Why drag it out like this?
She realises how impossible it is ever to understand someone like Josefina Marlöw, what drives her, why she’s ended up like this, what fears she carries within her.
‘But I have done one thing,’ Josefina Marlöw says. ‘If I get Father’s inheritance, then the girls will get everything when I die, which probably won’t be long now. Even if I hate money, the girls can have some use out of it. I’ve sorted it all out officially with a solicitor.’
She falls silent.
‘Would have got,’ she whispers. ‘Even if the money could have harmed them. It doesn’t matter what you do, it never ends up right, does it?’
‘Could your brothers have known about that?’ Zeke asks.
‘How would they have found out?’
‘Could your father have known about it?’ Malin asks, and now she can see Josefina Marlöw starting to drift away, and she looks down at her spoon, her syringe, the little bag of white powder in the far corner of the room.
‘No,’ Josefina Marlöw says. ‘Father didn’t know. I’m sure he didn’t know about the girls.’

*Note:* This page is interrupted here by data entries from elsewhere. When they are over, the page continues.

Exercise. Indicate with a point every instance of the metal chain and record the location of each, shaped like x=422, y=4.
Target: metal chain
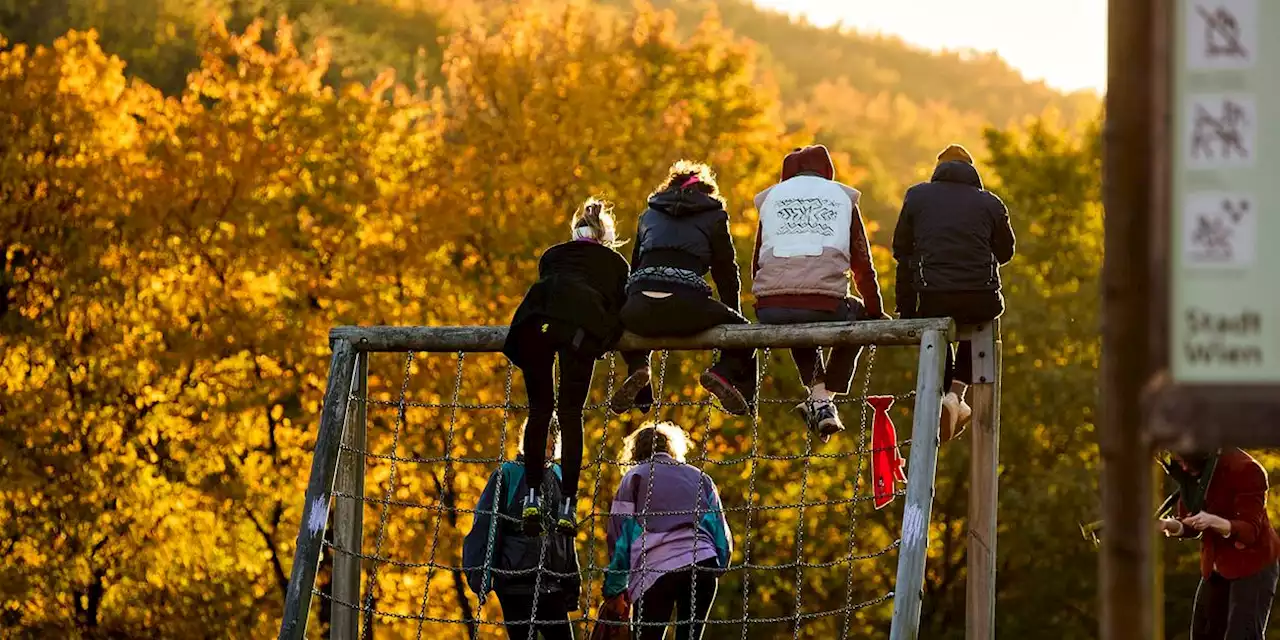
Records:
x=858, y=479
x=755, y=458
x=498, y=493
x=444, y=487
x=387, y=496
x=750, y=496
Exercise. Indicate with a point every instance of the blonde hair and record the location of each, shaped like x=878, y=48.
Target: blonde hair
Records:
x=594, y=219
x=654, y=438
x=682, y=170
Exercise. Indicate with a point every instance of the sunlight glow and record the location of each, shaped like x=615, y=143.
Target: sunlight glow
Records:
x=1064, y=44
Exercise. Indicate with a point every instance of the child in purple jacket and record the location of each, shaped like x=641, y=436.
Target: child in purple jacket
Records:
x=668, y=562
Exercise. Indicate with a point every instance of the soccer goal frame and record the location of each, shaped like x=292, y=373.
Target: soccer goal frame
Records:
x=343, y=424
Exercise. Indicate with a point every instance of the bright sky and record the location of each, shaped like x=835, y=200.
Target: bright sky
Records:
x=1063, y=42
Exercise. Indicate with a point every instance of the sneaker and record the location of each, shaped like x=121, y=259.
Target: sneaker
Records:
x=531, y=515
x=955, y=415
x=566, y=520
x=644, y=400
x=965, y=416
x=731, y=400
x=625, y=397
x=823, y=419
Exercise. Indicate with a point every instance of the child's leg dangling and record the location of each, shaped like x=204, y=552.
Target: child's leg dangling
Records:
x=575, y=383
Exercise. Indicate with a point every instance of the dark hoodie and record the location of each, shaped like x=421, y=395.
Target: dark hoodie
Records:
x=952, y=234
x=686, y=229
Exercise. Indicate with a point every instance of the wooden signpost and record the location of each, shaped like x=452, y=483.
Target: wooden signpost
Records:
x=1192, y=275
x=1217, y=263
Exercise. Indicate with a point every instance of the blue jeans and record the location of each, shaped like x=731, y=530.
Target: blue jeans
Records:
x=837, y=371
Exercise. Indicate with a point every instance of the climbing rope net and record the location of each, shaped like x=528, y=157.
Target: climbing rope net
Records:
x=812, y=556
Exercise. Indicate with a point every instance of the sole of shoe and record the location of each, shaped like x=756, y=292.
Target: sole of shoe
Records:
x=947, y=424
x=731, y=400
x=625, y=397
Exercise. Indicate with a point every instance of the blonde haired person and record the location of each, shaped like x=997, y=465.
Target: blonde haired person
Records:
x=668, y=539
x=570, y=312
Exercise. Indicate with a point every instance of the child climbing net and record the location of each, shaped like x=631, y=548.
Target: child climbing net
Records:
x=812, y=557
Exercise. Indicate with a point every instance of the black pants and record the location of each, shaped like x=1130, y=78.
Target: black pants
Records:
x=681, y=592
x=538, y=359
x=552, y=617
x=686, y=314
x=1234, y=609
x=837, y=371
x=964, y=307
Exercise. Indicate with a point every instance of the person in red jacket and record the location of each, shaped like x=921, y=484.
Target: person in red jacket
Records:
x=1223, y=499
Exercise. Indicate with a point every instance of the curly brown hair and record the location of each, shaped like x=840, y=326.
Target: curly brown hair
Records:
x=682, y=170
x=597, y=215
x=654, y=438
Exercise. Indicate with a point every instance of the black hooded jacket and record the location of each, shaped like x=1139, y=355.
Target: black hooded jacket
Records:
x=952, y=234
x=688, y=229
x=583, y=286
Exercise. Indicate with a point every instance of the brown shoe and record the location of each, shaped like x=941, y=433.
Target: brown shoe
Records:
x=625, y=396
x=731, y=400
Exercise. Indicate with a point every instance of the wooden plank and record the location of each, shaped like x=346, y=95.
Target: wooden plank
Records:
x=1125, y=563
x=315, y=513
x=754, y=336
x=983, y=499
x=348, y=520
x=922, y=467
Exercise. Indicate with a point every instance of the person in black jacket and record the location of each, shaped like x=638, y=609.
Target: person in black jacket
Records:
x=571, y=311
x=680, y=237
x=951, y=238
x=534, y=577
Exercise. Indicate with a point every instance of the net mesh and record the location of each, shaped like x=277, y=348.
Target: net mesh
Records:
x=812, y=557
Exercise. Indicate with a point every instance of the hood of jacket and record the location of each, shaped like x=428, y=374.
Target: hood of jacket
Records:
x=679, y=202
x=958, y=172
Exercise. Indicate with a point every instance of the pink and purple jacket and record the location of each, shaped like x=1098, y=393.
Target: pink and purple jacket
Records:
x=666, y=515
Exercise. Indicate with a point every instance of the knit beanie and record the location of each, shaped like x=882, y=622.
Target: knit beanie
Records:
x=813, y=158
x=955, y=152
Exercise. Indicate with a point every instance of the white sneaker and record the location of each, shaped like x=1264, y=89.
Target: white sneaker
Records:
x=965, y=415
x=950, y=416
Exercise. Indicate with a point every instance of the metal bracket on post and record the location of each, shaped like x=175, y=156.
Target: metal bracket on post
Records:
x=983, y=338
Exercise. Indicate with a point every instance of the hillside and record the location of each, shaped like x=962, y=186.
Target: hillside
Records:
x=812, y=65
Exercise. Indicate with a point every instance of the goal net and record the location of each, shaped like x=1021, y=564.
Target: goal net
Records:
x=415, y=421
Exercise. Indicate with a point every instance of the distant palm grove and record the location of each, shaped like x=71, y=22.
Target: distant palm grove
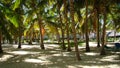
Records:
x=63, y=21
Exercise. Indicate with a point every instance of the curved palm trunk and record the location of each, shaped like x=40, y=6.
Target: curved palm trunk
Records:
x=103, y=35
x=62, y=30
x=19, y=38
x=41, y=34
x=1, y=51
x=67, y=26
x=74, y=31
x=96, y=7
x=86, y=29
x=97, y=29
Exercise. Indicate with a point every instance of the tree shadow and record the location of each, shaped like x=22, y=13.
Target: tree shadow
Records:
x=34, y=57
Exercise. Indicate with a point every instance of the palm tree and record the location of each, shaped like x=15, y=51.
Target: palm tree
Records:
x=96, y=14
x=73, y=29
x=104, y=30
x=67, y=24
x=86, y=28
x=62, y=28
x=41, y=34
x=1, y=51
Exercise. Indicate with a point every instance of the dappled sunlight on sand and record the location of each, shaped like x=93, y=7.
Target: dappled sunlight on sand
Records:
x=35, y=61
x=112, y=58
x=32, y=56
x=22, y=52
x=5, y=57
x=92, y=53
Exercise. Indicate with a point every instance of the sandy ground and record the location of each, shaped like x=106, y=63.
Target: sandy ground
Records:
x=31, y=56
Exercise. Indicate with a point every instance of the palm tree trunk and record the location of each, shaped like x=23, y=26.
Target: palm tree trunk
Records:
x=74, y=31
x=86, y=26
x=19, y=38
x=41, y=34
x=67, y=26
x=62, y=30
x=97, y=29
x=1, y=51
x=57, y=35
x=103, y=34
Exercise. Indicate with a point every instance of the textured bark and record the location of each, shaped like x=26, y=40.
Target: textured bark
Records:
x=86, y=29
x=1, y=51
x=67, y=25
x=41, y=34
x=19, y=40
x=73, y=29
x=97, y=29
x=62, y=30
x=96, y=11
x=103, y=33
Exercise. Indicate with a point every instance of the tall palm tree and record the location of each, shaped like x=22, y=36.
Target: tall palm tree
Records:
x=96, y=14
x=0, y=42
x=41, y=34
x=67, y=25
x=62, y=28
x=104, y=29
x=73, y=29
x=86, y=28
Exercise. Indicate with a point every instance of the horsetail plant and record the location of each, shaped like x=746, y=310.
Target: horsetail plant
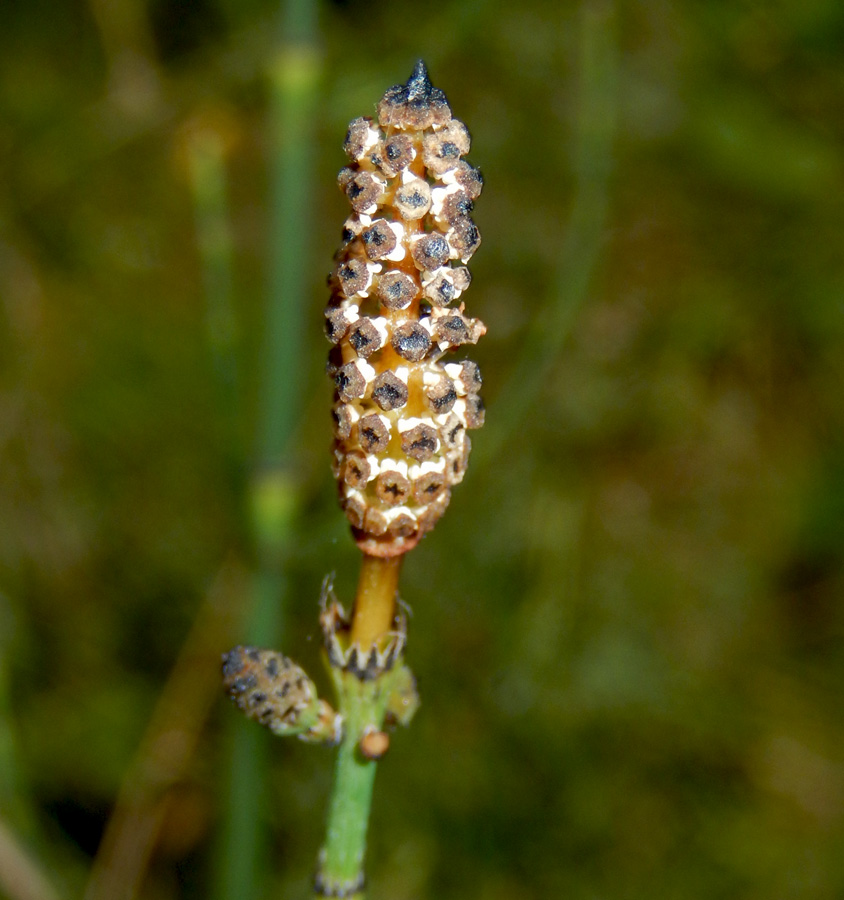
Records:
x=401, y=412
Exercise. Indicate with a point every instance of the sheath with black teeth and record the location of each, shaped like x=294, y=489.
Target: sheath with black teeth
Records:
x=402, y=409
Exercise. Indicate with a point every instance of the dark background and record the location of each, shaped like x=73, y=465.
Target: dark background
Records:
x=627, y=628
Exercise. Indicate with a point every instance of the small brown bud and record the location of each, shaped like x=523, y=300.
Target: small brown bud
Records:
x=374, y=744
x=357, y=138
x=356, y=470
x=442, y=395
x=350, y=383
x=411, y=341
x=430, y=251
x=379, y=239
x=353, y=277
x=413, y=199
x=389, y=392
x=396, y=290
x=420, y=442
x=373, y=434
x=365, y=337
x=392, y=488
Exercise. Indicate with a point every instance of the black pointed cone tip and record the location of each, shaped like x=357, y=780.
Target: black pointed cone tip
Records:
x=419, y=84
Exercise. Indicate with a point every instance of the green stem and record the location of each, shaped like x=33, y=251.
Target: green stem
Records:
x=363, y=704
x=341, y=860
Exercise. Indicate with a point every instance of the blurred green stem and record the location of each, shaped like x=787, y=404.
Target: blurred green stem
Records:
x=206, y=164
x=294, y=79
x=584, y=230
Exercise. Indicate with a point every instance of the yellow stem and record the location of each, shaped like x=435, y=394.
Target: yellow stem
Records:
x=375, y=603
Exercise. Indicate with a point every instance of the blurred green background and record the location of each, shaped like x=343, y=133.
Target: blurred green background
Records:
x=627, y=630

Or so you reckon, Malin thinks.
‘So you don’t think your brothers could be behind the explosion in Linköping that killed your girls, as a way of somehow getting their hands on the inheritance?’
‘When people are put under pressure they’re capable of anything,’ Josefina Marlöw says. ‘Who knows what my brothers might get into their heads? What Father could come up with? What he said about the trust and the State Inheritance Fund could have been rubbish.’
Malin and Zeke look at each other. Surreptitiously, without nodding or saying anything, they exchange a glance of confirmation in an attempt to hold something frightening, unknown, at bay.